Experimental design: Plasma carboxylesterase (CE)-deficient mice were bred with scid animals to develop a strain that would allow growth of human tumor xenografts. Following xenotransplantation, the effect of the plasma esterase on antitumor activity following CPT-11 administration was assessed. In addition, detailed pharmacokinetic studies examining plasma and biliary disposition of CPT-11 and its metabolites were performed.
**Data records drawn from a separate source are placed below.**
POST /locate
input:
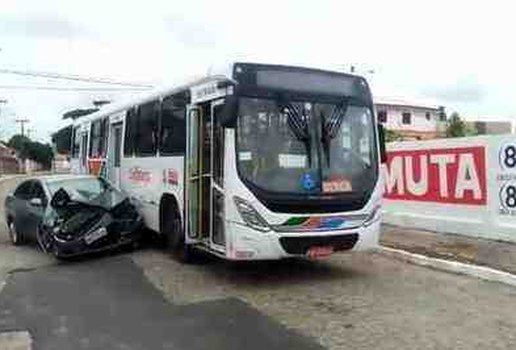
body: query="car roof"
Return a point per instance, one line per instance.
(61, 177)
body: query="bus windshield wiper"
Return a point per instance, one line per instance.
(298, 123)
(330, 127)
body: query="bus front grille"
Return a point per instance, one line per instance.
(300, 245)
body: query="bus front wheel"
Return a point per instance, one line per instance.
(175, 238)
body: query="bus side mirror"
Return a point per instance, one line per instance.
(383, 149)
(228, 114)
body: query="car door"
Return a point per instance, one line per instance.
(20, 206)
(36, 211)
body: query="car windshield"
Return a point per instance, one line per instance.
(93, 191)
(306, 146)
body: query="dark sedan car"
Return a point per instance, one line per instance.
(70, 215)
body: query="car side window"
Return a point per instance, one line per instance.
(39, 192)
(24, 190)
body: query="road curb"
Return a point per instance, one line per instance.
(481, 272)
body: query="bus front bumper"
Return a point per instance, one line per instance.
(245, 243)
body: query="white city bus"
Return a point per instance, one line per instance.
(265, 162)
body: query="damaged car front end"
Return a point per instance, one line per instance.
(87, 218)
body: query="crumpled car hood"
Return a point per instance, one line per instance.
(76, 216)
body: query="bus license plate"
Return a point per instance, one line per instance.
(319, 252)
(95, 235)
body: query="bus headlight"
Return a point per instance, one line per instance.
(250, 216)
(373, 217)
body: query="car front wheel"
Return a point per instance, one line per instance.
(14, 235)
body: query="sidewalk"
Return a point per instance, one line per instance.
(495, 254)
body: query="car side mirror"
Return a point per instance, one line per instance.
(60, 199)
(381, 139)
(36, 202)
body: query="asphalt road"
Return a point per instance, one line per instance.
(145, 300)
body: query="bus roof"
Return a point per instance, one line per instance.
(221, 72)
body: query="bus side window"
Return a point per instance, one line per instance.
(76, 143)
(173, 126)
(98, 135)
(130, 123)
(147, 131)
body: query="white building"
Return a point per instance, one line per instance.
(413, 120)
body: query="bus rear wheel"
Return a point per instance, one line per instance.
(175, 239)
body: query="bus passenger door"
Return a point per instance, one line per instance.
(83, 155)
(193, 175)
(115, 153)
(217, 235)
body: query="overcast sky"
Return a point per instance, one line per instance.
(457, 53)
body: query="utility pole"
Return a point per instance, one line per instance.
(2, 102)
(22, 122)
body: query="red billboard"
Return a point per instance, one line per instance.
(448, 175)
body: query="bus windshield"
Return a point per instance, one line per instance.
(306, 147)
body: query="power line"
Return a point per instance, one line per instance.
(73, 77)
(71, 89)
(22, 122)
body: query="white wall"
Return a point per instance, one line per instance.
(492, 219)
(418, 118)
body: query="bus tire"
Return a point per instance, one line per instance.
(173, 234)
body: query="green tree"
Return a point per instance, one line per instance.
(455, 126)
(37, 151)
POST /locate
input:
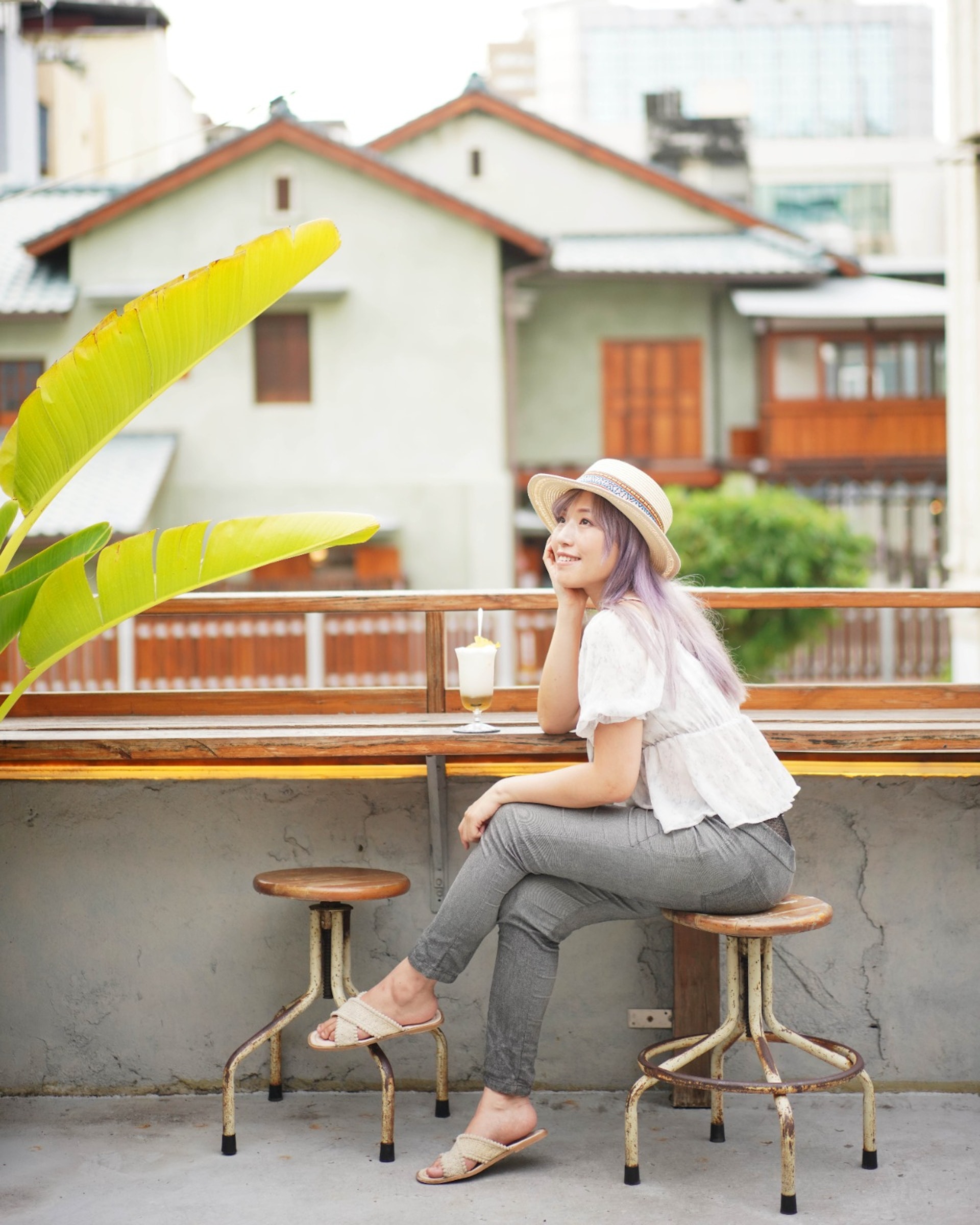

Results: In mice lacking plasma carboxylesterase, the mean SN-38 systemic exposures were approximately fourfold less than that observed in control animals. Consistent with the pharmacokinetic data, four to fivefold more CPT-11 was required to induce regressions in human Rh30 xenografts grown in esterase-deficient scid mice, as opposed to those grown in scid animals. Additionally, the route of elimination of CPT-11, SN-38, and SN-38 glucuronide (SN-38G) was principally in the bile.
Conclusions: The pharmacokinetic profile for CPT-11 and its metabolites in the esterase-deficient mice more closely reflects that seen in humans. Hence, these mice may represent a more accurate model for antitumor studies with this drug and other agents metabolized by CEs.